Qu'est ce qui nous pousse à intervenir? «L'atruisme peut-être, se demande Béatrice Gérard, le fait aussi de se dire que si cela nous arrivait, on aimerait que quelqu'un réagisse. Mais on a pas toujours le temps de réfléchir».«L'empathie, poursuit Sidonie Verhaeghe, (je ne peux pas supporter voir ce que cette personne subit), ou l'estime de soi et la reconnaissance des autres (un esprit chevaleresque, un besoin de se sentir valorisé par l'intervention)». La culpabilité aussi: «Ça nous est arrivé à tous déjà de ne pas réagir une fois, puis de s'en vouloir. La peur pour notre sécurité se trouve remplacée par la honte de ne pas être intervenus», raconte Béatrice Gérard. 

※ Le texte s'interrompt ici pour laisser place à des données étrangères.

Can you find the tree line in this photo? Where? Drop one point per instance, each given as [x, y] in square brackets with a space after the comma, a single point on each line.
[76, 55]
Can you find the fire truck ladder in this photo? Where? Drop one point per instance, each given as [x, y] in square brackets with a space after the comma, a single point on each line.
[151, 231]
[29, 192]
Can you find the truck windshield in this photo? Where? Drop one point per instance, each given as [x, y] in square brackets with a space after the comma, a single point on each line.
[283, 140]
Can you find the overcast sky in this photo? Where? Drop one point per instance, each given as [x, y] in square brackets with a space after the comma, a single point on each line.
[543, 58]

Ne pas intervenir, c'est légitimer

Le plus grave dans le fait de ne pas intervenir, c'est que cela produit une normalisation, une légitimation de l'agression, et cela perpétue l'idée que tout le monde n'a pas sa place dans l'espace public. «On a le sentiment que ce qui se passe n'est pas si grave», constate Sidonie Verhaeghe. C'est valable aussi bien quand ce sont des hommes qui sont victimes ou des femmes. (Même si pour beaucoup, une femme n'a rien à faire la nuit, seule.) «Dès lors, poursuit la sociologue, occuper ces espaces constitue une prise de risque qui est doublement sanctionnée: par l'agression et par la non-intervention des témoins»

Biensûr, nous ne sommes pas tous égaux devant l'appropriation de l'espace public, ni devant la peur. Mais on l'est devant la loi. La non-assistance à personne en danger engage votre responsabilité.